High Court’s anti-bikie law decision prompts calls for a Charter of Rights
Australian Lawyers for Human Rights has spoken out against the High Court’s decision to uphold Queensland’s harsh anti-bikie legislation.
Australian Lawyers for Human Rights (ALHR) has spoken out against the High Court’s decision to uphold Queensland’s harsh anti-bikie legislation.
Spokesperson for ALHR Benedict Coyne said, “This decision of the High Court highlights again the urgent need for the government to protect the Australian people’s basic human rights.”
Coyne said Australia is the only liberal democracy in the world that has yet to enact a federal Charter of Rights and that a majority of Australians supported its introduction.
Kuczborski v State of Queensland  HCA 46, which concluded last Friday, left the Queensland anti-bikie laws intact.
The case was brought to court by a member of the Hells Angels, Stefan Kuczborski, and the United Motorcycle Council, which represents 17 bikie gangs.
The anti-bikie laws passed in October last year made it illegal for three or more participants of a declared criminal organisation to meet in public, with a mandatory minimum sentence of six months.
The legislation also outlawed the display of certain bikie gang logos on licensed premises and banned members from working in certain professions, including in tattoo parlours and for tow-truck companies, which the government claimed were being used for money laundering.
Changes to the Bail Act also made it very difficult for bikie gang members to receive bail.
Queensland Attorney-General Jarrod Bleijie reserved the power to label a gang a criminal organisation under the Criminal Law (Criminal Organisations Disruption) Amendment Act, and has placed 26 on the list to date.
Other Australian states have since expressed interest in replicating the laws.
The High Court held that Kuczborski lacked standing to challenge the laws as he had not been charged under the relevant legislation.

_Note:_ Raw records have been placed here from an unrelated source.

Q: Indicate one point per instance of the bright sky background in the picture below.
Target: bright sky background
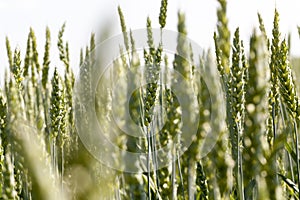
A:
(84, 17)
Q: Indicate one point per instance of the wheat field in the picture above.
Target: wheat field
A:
(255, 151)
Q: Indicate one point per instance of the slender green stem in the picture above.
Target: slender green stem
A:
(297, 155)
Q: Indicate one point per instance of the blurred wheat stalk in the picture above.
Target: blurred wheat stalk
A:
(255, 157)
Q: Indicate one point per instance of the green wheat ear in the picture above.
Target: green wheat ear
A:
(223, 35)
(9, 53)
(46, 61)
(16, 69)
(287, 87)
(163, 13)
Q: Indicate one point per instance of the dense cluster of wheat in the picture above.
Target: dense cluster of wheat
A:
(256, 155)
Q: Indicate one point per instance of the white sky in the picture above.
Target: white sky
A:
(83, 17)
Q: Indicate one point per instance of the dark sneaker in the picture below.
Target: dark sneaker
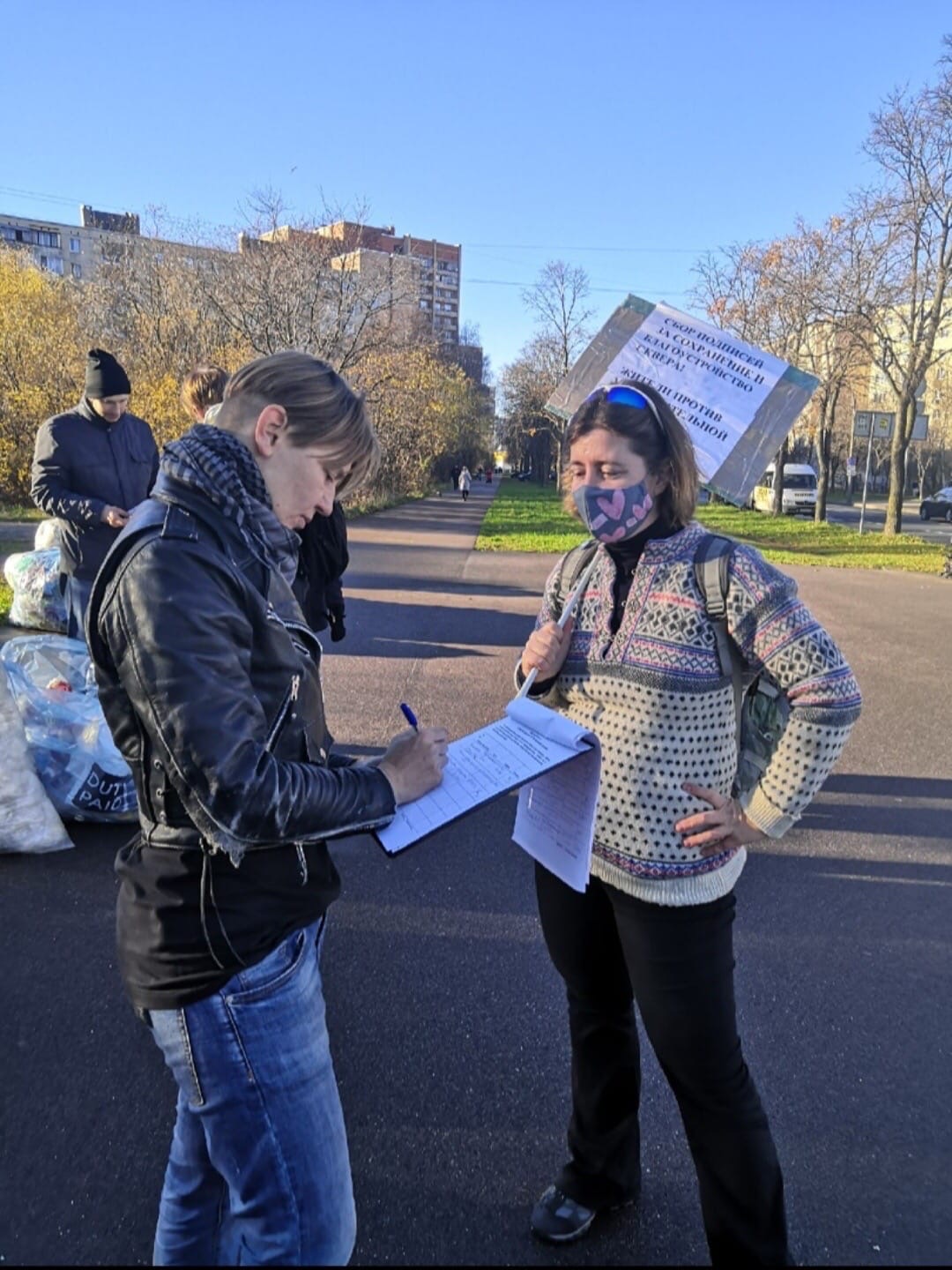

However, they did not fully address the constitutional validity of the laws, leaving the door open for further attack.
Justice Hayne stood alone in his dissent, arguing that the legislation offends the separation of powers by granting the executive unreviewable power to declare criminal organisations.
He said the laws were confusing and “antithetical to the proper statement and administration of the criminal law”. He described the term “vicious lawless associate” used in the Vicious Lawless Association Disestablishment Act as “inapt” and “misleading”.
ALHR has previously criticised the laws for restricting personal liberties, assimilating the executive and judiciary powers, removing the presumption of innocence and breaching Australia’s international human rights obligations.
The High Court recently ruled that NSW’s anti-consorting laws were not in breach of the International Covenant on Civil and Political Rights, of which Australia is a signatory, because these rights were not embedded in Australian law.
This effectively demonstrated that there is no free standing constitutional right of association in Australia.
Coyne said these decisions showed that without a Charter of Rights, Australia has to rely on “creative judicial minds” to extract human rights provisions from the common law or the constitution.
This is an ineffective and expensive means of protecting rights, he added.